Properly framed, serious discussion of geoengineering might even serve as a spur to the damage-limiting environmental efforts by underscoring the gravity of the situation and clarifying some of the trade-offs involved. If you want to continue using badly polluting forms of energy, then you get that much closer to having to make more of those uncomfortable God-like decisions. Besides, a partially engineered atmosphere in which increased clouds and sulfur particles counteract the effects on temperature of the methane and carbon dioxide is certainly a much less desirable atmosphere to live in and breathe in than an atmosphere that had not been badly damaged in the first place. Another consideration is that some geoengineering measures may be more politically feasible, because of the nature of their economic implications, than some of the principal damage-limiting environmental measures. Even if coal industry interests continue to make the U.S. Congress an impediment to progress, seeding of clouds over the oceans does not have the obvious effect on those interests that rules about power plant emissions do.
There is much to discuss and investigate regarding the technology and financing of geoengineering.
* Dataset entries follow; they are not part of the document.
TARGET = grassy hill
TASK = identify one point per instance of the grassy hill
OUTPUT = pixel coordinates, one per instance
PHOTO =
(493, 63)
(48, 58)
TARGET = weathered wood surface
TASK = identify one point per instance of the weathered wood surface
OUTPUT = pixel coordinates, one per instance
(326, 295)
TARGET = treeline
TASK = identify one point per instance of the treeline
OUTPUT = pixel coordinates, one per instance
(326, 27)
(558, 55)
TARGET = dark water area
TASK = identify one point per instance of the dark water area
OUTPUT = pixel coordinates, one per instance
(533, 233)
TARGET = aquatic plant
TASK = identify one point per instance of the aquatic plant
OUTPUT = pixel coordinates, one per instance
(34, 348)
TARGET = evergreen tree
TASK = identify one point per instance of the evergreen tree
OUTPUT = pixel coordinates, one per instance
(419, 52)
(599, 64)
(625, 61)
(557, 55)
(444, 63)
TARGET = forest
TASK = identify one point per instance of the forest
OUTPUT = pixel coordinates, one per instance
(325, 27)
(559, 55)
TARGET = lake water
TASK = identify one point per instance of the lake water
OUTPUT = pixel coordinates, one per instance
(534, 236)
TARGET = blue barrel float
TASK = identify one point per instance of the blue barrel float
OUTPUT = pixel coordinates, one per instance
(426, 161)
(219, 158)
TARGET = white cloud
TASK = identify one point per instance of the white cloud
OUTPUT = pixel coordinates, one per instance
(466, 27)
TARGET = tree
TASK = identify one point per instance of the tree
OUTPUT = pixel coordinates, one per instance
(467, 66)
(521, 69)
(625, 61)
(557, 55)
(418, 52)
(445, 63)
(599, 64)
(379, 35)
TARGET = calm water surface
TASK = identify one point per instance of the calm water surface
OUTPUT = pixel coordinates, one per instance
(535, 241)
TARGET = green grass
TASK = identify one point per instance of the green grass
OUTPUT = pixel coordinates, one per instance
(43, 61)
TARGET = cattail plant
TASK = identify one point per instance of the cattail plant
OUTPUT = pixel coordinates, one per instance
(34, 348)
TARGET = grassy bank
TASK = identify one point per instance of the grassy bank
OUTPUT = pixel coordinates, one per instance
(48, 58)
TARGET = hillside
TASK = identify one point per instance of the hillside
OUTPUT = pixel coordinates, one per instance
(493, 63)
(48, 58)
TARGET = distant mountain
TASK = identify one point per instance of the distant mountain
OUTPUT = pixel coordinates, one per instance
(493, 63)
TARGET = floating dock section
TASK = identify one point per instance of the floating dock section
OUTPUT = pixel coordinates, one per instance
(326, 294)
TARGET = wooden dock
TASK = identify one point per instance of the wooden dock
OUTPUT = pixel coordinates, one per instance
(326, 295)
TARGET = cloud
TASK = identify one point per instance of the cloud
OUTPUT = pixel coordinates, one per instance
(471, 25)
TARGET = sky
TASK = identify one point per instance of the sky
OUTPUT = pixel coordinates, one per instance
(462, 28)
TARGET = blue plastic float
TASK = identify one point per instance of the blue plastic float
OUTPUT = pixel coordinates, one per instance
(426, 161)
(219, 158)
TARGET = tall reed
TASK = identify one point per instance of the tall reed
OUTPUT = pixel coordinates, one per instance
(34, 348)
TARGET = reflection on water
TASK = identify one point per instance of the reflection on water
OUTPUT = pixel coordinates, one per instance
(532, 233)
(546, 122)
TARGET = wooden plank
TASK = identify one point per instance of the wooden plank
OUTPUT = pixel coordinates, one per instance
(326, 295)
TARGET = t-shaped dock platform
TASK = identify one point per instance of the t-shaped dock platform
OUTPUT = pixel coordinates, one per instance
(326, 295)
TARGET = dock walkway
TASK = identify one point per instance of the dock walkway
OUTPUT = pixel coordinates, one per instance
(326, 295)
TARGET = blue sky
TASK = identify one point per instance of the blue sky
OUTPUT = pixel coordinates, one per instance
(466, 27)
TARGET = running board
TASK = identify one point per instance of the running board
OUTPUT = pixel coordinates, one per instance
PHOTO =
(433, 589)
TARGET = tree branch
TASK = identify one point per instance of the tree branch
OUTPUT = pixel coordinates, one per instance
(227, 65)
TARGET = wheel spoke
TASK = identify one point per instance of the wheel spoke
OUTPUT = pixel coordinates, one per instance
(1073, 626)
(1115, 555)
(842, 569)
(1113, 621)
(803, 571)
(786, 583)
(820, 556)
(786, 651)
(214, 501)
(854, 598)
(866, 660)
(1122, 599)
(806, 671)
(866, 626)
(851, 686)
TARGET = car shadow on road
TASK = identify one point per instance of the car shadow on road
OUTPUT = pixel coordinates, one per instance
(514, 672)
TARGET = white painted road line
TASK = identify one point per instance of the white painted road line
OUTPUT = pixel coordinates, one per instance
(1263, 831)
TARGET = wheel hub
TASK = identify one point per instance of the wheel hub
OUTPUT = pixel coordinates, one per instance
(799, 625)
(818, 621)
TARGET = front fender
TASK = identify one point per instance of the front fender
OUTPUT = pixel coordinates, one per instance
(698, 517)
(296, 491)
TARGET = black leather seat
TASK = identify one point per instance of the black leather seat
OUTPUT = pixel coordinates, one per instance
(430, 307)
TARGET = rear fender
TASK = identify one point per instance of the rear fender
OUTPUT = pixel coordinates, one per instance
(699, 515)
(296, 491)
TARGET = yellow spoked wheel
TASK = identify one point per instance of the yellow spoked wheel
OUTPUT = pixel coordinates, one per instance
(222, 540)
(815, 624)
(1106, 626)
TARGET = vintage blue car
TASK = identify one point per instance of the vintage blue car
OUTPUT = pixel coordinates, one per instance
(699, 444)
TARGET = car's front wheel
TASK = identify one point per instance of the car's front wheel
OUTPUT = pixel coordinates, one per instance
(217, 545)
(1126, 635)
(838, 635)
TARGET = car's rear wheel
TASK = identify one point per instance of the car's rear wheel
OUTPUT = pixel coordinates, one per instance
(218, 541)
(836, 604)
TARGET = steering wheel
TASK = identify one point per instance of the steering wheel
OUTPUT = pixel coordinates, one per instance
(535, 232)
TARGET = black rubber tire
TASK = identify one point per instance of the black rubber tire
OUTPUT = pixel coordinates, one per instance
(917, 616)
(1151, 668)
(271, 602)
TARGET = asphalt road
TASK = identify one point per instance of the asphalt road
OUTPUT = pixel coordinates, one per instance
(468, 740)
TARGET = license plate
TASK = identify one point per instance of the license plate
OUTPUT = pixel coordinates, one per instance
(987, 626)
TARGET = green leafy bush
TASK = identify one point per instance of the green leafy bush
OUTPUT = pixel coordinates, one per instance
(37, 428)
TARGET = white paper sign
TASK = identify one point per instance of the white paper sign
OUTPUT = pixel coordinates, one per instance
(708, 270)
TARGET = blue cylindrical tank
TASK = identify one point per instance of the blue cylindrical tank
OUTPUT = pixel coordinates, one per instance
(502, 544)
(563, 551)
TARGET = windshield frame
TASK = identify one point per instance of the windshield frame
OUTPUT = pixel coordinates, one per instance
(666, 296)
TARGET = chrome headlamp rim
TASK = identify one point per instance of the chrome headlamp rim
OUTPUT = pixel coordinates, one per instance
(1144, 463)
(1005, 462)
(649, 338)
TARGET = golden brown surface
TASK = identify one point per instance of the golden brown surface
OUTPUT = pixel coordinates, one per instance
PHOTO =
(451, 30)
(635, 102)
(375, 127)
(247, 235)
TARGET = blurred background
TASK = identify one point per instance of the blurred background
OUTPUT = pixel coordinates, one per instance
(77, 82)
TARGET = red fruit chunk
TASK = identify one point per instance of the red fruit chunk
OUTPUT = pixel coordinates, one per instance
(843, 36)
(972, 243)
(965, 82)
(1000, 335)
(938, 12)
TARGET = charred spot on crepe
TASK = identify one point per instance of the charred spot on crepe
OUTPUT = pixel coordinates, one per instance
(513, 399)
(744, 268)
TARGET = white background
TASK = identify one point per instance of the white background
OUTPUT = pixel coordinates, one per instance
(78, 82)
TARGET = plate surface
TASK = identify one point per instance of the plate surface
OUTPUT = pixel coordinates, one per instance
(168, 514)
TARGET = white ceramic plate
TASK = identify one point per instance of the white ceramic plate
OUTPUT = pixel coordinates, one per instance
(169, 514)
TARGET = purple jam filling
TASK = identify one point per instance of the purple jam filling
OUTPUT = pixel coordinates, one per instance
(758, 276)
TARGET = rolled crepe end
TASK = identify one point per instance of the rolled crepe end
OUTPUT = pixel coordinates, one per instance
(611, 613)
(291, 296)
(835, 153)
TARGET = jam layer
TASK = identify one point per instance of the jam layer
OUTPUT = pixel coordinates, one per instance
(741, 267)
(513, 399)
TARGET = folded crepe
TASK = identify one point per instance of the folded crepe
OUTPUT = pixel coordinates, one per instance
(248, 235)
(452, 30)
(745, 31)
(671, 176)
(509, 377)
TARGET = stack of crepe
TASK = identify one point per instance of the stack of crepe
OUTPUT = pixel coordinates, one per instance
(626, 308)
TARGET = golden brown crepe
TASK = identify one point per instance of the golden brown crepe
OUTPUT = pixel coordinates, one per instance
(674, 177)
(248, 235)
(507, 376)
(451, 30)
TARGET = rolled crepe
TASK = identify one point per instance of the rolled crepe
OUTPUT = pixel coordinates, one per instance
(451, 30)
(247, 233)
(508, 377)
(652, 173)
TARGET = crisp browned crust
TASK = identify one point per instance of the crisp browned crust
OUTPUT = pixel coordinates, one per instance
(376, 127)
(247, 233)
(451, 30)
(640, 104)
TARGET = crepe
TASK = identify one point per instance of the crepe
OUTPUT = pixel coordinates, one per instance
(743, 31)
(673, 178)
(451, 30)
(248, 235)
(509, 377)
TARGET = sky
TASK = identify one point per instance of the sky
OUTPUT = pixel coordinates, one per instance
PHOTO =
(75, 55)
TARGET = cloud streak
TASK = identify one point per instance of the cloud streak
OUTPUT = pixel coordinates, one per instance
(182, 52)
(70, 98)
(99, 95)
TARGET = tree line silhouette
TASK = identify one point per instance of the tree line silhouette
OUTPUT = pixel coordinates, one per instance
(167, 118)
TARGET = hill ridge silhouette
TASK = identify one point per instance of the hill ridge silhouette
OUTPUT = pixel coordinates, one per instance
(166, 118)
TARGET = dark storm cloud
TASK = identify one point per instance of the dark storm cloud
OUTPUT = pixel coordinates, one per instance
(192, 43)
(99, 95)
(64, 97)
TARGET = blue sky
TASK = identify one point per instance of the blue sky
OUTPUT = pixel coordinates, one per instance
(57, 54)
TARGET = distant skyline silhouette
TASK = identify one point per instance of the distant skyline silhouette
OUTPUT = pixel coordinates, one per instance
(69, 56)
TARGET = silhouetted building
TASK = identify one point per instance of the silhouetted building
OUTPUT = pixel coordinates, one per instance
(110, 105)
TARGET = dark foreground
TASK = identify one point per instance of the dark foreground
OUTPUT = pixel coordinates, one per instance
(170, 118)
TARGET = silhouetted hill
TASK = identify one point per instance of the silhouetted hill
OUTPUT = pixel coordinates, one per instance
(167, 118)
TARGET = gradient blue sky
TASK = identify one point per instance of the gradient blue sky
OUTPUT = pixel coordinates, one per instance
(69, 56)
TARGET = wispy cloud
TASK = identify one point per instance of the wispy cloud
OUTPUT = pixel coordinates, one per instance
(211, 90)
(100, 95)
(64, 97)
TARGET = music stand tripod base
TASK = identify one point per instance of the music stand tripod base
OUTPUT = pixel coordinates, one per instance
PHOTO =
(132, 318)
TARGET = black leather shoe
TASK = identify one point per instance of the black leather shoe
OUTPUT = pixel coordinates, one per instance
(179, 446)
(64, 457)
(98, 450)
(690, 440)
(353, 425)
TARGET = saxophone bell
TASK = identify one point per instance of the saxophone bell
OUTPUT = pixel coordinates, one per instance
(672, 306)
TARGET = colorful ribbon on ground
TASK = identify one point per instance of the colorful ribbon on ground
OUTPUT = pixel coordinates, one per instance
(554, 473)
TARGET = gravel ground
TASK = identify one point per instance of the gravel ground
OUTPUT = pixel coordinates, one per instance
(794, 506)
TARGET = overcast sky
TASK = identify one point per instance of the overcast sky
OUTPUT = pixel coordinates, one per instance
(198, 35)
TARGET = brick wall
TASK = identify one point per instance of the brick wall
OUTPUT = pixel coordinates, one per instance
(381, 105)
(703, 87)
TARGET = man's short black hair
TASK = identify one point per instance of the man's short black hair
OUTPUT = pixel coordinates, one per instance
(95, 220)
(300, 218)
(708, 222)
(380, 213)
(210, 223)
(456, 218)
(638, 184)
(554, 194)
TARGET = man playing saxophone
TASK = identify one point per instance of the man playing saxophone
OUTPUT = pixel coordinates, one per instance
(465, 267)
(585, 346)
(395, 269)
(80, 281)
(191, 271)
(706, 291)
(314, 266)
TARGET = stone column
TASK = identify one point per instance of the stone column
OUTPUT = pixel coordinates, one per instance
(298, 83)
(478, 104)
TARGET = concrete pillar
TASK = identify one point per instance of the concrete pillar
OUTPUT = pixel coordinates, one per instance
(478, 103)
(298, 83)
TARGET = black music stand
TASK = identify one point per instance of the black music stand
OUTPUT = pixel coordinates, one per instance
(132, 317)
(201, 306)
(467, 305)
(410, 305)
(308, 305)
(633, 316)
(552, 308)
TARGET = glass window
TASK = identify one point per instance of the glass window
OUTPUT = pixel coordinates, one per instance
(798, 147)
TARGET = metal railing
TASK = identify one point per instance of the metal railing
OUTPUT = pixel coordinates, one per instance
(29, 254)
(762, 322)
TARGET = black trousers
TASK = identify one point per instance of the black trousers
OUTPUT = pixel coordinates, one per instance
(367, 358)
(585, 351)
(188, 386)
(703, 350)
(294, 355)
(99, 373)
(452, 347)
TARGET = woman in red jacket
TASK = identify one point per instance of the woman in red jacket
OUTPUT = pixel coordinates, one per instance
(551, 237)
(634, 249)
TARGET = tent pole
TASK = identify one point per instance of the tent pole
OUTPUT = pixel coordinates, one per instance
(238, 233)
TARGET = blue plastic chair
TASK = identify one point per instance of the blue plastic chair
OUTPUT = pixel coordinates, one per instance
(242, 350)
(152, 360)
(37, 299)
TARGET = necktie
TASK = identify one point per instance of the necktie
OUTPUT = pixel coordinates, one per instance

At least as important, however, is the political and decision-making side of the subject. Whole new international structures may need to be created before any decisions about particular geoengineering initiatives are made. A fundamental problem is that global warming is a planet-wide disaster in the making with no political authority with sufficient scope and powers to deal with the whole thing. That is why the entire problem of climate change has always had a tragedy-of-the-commons aspect.
Another problem is that different interests get affected differently by climate change, even without getting into geoengineering at all. There are some winners (e.g., increased agricultural opportunities in some cold-climate countries) along with losers, even though humankind as a whole is a big loser. When the objective is limited to minimizing the departure from nature as it was before humans started damaging it, then nature itself provides a standard. The political problem working with such an objective, while hard enough, is not made even harder as it would be by requiring agreement on objectives that are more the artifice of humans than just limiting destruction of nature by humans. With geoengineering, however, although the intention would be to mimic nature with regard to a particular dimension such as average global temperature, the rest really is manmade stuff. Points of convergence on which to reach an international consensus on what ought to be done would be all the harder to find. The local effects of some possible geoengineering efforts also might engage different local interests differently. For example, cloud-seeding in parts of the ocean that would be best suited for use of that technique might have some undesirable weather effects on nearby land areas.
Difficult problems indeed—all the more reason to start talking about them seriously sooner rather than later.